A disseminação descontrolada também representa ameaça à saúde pública. O contato com o sangue no abate ou a ingestão da carne do animal não inspecionado podem transmitir zoonoses aos humanos. Um levantamento da Embrapa Suínos e Aves obtido com exclusividade pela Folha detectou densidades de cerca de 8 indivíduos por km na região fronteiriça com o Uruguai, no Rio Grande do Sul, e cerca de 5 indivíduos/km no oeste catarinense.
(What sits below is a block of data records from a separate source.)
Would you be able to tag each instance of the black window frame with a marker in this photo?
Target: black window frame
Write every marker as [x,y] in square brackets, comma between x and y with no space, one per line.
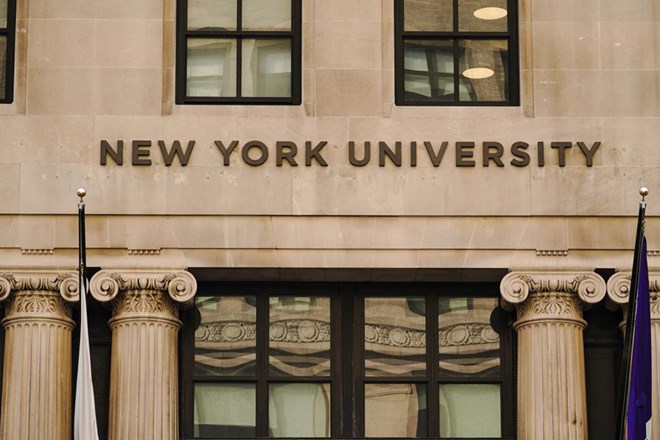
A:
[513,64]
[347,375]
[294,35]
[10,33]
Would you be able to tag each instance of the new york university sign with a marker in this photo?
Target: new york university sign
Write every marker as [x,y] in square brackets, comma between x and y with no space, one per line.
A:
[359,154]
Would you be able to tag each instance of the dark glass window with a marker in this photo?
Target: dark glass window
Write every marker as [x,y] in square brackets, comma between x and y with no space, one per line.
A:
[344,360]
[7,31]
[451,52]
[238,51]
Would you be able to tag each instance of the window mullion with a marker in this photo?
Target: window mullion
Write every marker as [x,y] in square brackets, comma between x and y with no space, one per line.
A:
[263,328]
[239,49]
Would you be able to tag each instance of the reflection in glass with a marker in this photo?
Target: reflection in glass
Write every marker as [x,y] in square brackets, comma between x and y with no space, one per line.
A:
[469,12]
[395,336]
[299,336]
[395,410]
[428,15]
[299,410]
[460,402]
[469,346]
[224,410]
[211,67]
[490,54]
[429,69]
[3,63]
[266,68]
[271,15]
[212,14]
[225,339]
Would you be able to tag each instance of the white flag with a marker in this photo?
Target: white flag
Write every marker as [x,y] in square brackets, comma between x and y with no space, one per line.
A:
[84,419]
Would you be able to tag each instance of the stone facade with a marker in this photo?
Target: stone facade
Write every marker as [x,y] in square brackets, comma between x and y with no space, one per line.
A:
[93,70]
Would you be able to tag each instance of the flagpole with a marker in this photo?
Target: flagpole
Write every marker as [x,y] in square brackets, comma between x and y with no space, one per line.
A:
[626,364]
[82,263]
[84,417]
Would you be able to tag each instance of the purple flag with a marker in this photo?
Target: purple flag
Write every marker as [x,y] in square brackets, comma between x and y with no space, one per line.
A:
[639,396]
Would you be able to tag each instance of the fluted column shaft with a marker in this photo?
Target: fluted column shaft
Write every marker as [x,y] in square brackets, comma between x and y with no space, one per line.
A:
[36,392]
[144,369]
[551,373]
[618,290]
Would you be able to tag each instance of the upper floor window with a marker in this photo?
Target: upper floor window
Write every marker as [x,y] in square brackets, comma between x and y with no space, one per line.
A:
[238,51]
[456,52]
[7,25]
[347,361]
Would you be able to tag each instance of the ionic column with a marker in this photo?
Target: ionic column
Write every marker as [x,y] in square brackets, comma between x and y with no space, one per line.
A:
[36,391]
[551,376]
[618,291]
[144,370]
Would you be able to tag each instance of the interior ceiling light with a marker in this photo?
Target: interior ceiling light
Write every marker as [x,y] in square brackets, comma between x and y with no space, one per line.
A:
[478,73]
[490,13]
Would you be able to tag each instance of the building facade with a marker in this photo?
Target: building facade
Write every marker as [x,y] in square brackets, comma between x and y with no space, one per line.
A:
[325,218]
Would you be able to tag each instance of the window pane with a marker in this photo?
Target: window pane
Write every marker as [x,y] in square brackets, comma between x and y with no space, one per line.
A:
[3,66]
[428,15]
[429,69]
[299,410]
[259,15]
[482,15]
[460,402]
[395,336]
[299,336]
[225,339]
[3,13]
[395,410]
[483,64]
[215,14]
[266,68]
[211,67]
[469,346]
[224,410]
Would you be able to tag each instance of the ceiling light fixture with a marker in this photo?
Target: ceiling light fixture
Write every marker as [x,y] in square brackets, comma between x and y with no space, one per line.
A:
[491,13]
[478,73]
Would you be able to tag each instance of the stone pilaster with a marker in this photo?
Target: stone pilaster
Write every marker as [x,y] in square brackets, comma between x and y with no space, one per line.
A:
[618,291]
[551,376]
[144,370]
[36,392]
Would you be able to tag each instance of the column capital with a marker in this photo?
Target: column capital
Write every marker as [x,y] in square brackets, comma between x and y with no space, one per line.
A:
[515,287]
[180,285]
[618,290]
[63,283]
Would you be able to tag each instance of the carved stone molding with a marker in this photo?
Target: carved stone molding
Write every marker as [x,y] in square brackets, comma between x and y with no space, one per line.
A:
[181,286]
[618,291]
[63,283]
[515,287]
[556,296]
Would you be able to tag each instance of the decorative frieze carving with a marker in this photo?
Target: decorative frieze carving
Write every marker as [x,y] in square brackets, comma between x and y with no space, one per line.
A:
[49,251]
[516,286]
[66,283]
[134,252]
[551,253]
[618,291]
[180,285]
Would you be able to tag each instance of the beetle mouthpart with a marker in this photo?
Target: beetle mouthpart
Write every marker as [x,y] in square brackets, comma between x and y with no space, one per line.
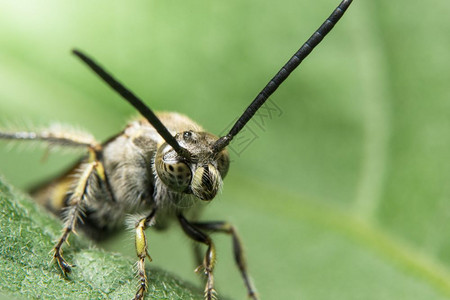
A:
[206,182]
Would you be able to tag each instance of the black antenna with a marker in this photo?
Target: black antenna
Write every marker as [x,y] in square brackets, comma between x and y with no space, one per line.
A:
[135,101]
[284,73]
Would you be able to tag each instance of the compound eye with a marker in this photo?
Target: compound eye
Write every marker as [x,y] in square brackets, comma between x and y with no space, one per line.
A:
[223,163]
[177,176]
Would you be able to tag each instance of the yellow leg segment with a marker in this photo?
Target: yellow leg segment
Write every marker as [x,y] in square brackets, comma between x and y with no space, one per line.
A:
[73,212]
[142,253]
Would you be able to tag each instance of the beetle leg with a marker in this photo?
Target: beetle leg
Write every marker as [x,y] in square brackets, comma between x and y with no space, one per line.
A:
[141,252]
[238,250]
[73,212]
[210,257]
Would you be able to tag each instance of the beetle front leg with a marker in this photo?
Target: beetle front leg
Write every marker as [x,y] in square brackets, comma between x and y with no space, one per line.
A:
[142,253]
[210,257]
[73,213]
[238,250]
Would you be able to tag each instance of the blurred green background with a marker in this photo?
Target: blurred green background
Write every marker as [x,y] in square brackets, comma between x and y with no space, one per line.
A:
[345,195]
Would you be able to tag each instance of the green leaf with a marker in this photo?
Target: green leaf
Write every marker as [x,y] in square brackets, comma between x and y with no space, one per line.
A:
[28,233]
[345,194]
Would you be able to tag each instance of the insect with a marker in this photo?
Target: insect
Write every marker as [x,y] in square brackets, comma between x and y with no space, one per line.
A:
[160,167]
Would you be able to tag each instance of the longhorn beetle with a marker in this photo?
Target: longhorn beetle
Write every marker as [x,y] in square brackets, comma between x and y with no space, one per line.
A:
[160,164]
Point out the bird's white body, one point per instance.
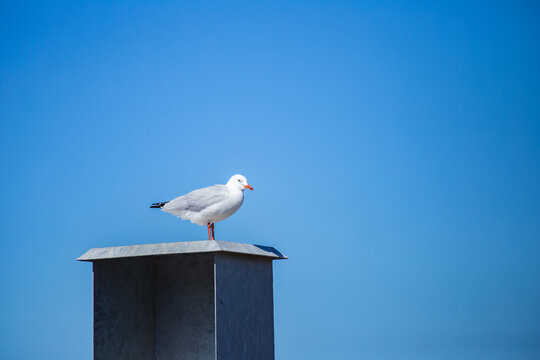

A Embrapa conduz o projeto de monitoramento sanitário Javali Fase 2 desde 2019. Para o biólogo Marcos Tortato, pesquisador associado da unidade da Embrapa, os números são relativamente altos, sobretudo se comparados à densidade de queixadas e catetos, os porcos nativos mais comuns do país. Santa Catarina, por exemplo, possui apenas três populações residuais de queixadas.
“Infelizmente, não podemos afirmar se estão declinando ou crescendo nessas regiões porque não temos outras estimativas”, explica o pesquisador, ressaltando que a falta de dados dificulta o manejo.
Para ele, a ausência de um plano de contingência é outra limitação do país, assim como a perda da biodiversidade. Já para os controladores, o plano de manejo concentrou a responsabilidade em resolver o problema no grupo, que reclama apoio.
“Só temos despesas e somos poucos para dar conta de tantos javalis”, frisa o zootecnista Leonardo Tedesco, de Veranópolis (RS). Apenas entre janeiro e agosto de 2021, o grupo abateu 333 mil indivíduos por todo o país.
Além do Rio Grande do Sul, onde aconteceram as primeiras dispersões do javali, produtores de Mato Grosso do Sul também relatam dificuldades. Um pecuarista do estado que preferiu não se identificar contou que perdeu 80 hectares de milho para silagem, no ano passado, quando varas (bandos) de javalis atacaram o cultivo.
Em Pindamonhangaba (SP), o agricultor Henrique Pereira colheu 29 carretas de milho, quando previa colher 33 no ano passado. Ele calcula a perda de seis toneladas do grão em ataques noturnos à lavoura.
Apesar da devastação nos sítios, ataques a humanos são raros, afirmam cientistas. Ocorrem apenas quando o animal é encurralado, ameaçado ou alguém aproxima-se de fêmeas com filhotes.